I have zero interest in this company. Sell if above cost (including commissions). Otherwise decide whether to hold or sell at an opportune time for a loss. The amount of capital invested isn't very large so locking up capital for a longer period is fine...

Comments

  1. Glad you enjoyed the post, Sivaram. I like your 4-point analysis there, a great addition to what I already wrote. You quantified some of my vaguer statements.

    Looks to me like a good situation for small investors.

    -Jeff
    www.circleofcompetence.blogspot.com

    ReplyDelete
  2. I am participating in this Special Situation as well. I've been following it since February over at Fat Pitch Financial's Contributors Corner.

    ReplyDelete
  3. The four point analysis is from Warren Buffett... so thank him :)

    ReplyDelete
  4. Had a few observations on the situation...

    -- JLN says there are around 1M shares held in street name in total. They've assumed that 30% of these shares will be odd lots less than 250 shares. This may prove to be a low estimate.
    -- TD Banknorth has allowed borrow up to $3M. Based on their assumptions, they believe the total cost of this would come to $3.7M. If an extra 300k shares end up as odd lots, that would imply total incremental costs of perhaps $3.5M. This isn't permitted under the terms of the current revolver, but TD Banknorth says they'll work with JLN to work something out.


    So... my questions are these:
    --To delist, when exactly do they need to have less than 300 recordholders? My understanding is that it's *after* the transaction, and not before.
    --What will JLN do if the % of total street name shares in small lots goes to 60%?
    --Will they buy everyone out prior to the Effective Date, or the Record Date? They say the Effective Date, but this seems a little unclear.

    ReplyDelete
  5. Good question Curt. I don't know the real answer for sure but my understanding is that the number of holders have to less after the reverse-forward split. The whole point of the double split is to satisfy that 300 holder requirement.


    The point you bring up regarding the estimate of the number of shareholders is a real risk (and I should have pointed that out in my post). Although there is the possibility that there are way more odd lot holders, I am not sure how true that is. This is a company that hardly anyone has heard of so it would surprise me if, say, an extra 100,000 people own under 250 shares. Nevertheless, it is a risk that you should consider if you are considering taking a position. I personally don't think it's a big threat (my big concern is the company running into some financial problem in the future (retailers are suffering) and pulling the plug on the whole thing).


    The dates are unclear to me as well. In fact, a lot of things are quite unclear with this company. For instance, they supposedly were to originally have a shareholder meeting on the 7th of May, and we haven't heard anything that was decided on that meeting. I'm not even sure if a meeting was held.

    ReplyDelete
  6. Sivaram,

    I put up a response to Curt's requests in my article as well, so take a look at that...
    It's here:
    http://circleofcompetence.blogspot.com/2008/04/jaclyn-arbitrage-for-little-guys.html

    I would be very surprised if there was a massive understatement by JLN on the number of odd-lot shares. Number 1, part of their due diligence prior to the transaction is finding out exactly how many <250 share holders are out there. The 250 share limit is not arbitrary- JLN picked that number for a reason based on the fact that A. they could afford to buy out everyone with less than 250 shares
    and B. Buying out everyone with <250 shares would put them under 300 record holders.

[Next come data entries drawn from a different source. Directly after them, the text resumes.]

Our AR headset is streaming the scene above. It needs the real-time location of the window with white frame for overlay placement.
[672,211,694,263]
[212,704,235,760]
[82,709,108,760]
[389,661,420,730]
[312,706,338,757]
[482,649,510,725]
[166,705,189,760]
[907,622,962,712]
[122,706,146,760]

    To me, that seems like a simple part of their DD process.

    Additionally, if they are wrong, they have a huge amount of availability on their LOC, and extra cash on their balance sheet.

    250 shares is not a lot of shares at 7.50/share- thats less than $2,000 of capital there. For them to find an additional $1mm in costs, there would have to be over 500 holders that they missed. For Curt's hypothetical 300,000 shares, they would have had to miss 300k/250 or 1,200 holders, a substantial amount considering they are trying to get under 300 in order to delist.

    Regarding the dates: when the make an official date, they'll update the proxy and let us know, so I wouldn't worry there.